HTTP response cache for avoiding re-fetching unchanged pages. Integrated into the Tower stack via CrawlCacheLayer.

#[async_trait]
pub trait CrawlCache: Send + Sync {
    async fn get(&self, key: &str) -> Result<Option<CachedPage>, CrawlError>;
    async fn set(&self, key: &str, page: &CachedPage) -> Result<(), CrawlError>;
    async fn has(&self, key: &str) -> Result<bool, CrawlError>;
}

Default: NoopCache -- always returns None (no caching).

Also available: DiskCache -- filesystem-backed cache with blake3 key hashing, TTL-based expiry, LRU eviction, and atomic writes:

// Custom configuration
let cache = DiskCache::new("./cache", 3600, 10000)?; // 1h TTL, 10k max entries

// Or use defaults (.kreuzcrawl/cache/, 1h TTL, 10k entries)
let cache = DiskCache::default_location()?;

When to customize: Redis/Memcached caching, database-backed cache, or conditional caching based on content type.

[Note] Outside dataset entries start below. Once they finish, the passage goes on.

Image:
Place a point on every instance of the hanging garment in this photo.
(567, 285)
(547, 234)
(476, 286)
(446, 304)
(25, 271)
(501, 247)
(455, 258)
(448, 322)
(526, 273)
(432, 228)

Implementing a Custom Plugin

To implement a custom plugin, define a struct and implement the corresponding trait:

use async_trait::async_trait;
use kreuzcrawl::traits::{CrawlStore, CrawlStats};
use kreuzcrawl::types::{CrawlPageResult, ScrapeResult};
use kreuzcrawl::error::CrawlError;

pub struct PostgresStore {
    pool: sqlx::PgPool,
}

#[async_trait]
impl CrawlStore for PostgresStore {
    async fn store_page(&self, url: &str, result: &ScrapeResult) -> Result<(), CrawlError> {
        sqlx::query("INSERT INTO pages (url, title, html) VALUES ($1, $2, $3)")
            .bind(url)
            .bind(&result.metadata.title)
            .bind(&result.html)
            .execute(&self.pool)
            .await
            .map_err(|e| CrawlError::Other(e.to_string()))?;
        Ok(())
    }

    async fn store_crawl_page(
        &self, url: &str, result: &CrawlPageResult,
    ) -> Result<(), CrawlError> {
        // persist crawl page result
        Ok(())
    }

    async fn store_error(
        &self, url: &str, error: &CrawlError,
    ) -> Result<(), CrawlError> {
        // log or persist error
        Ok(())
    }

    async fn on_complete(&self, stats: &CrawlStats) -> Result<(), CrawlError> {
        // finalize crawl session
        Ok(())
    }
}

Registration via Builder

All plugins are registered through the builder:

let engine = CrawlEngine::builder()
    .config(config)
    .frontier(my_redis_frontier)
    .rate_limiter(my_distributed_limiter)
    .store(PostgresStore::new(pool))
    .event_emitter(WebhookEmitter::new(webhook_url))
    .strategy(AdaptiveStrategy::new(10, 0.05))
    .content_filter(Bm25Filter::new("search query", 0.3))
    .cache(DiskCache::default_location()?)
    .build()?;

Each builder method accepts impl Trait + 'static, so any type implementing the trait can be passed directly. The builder wraps it in Arc internally.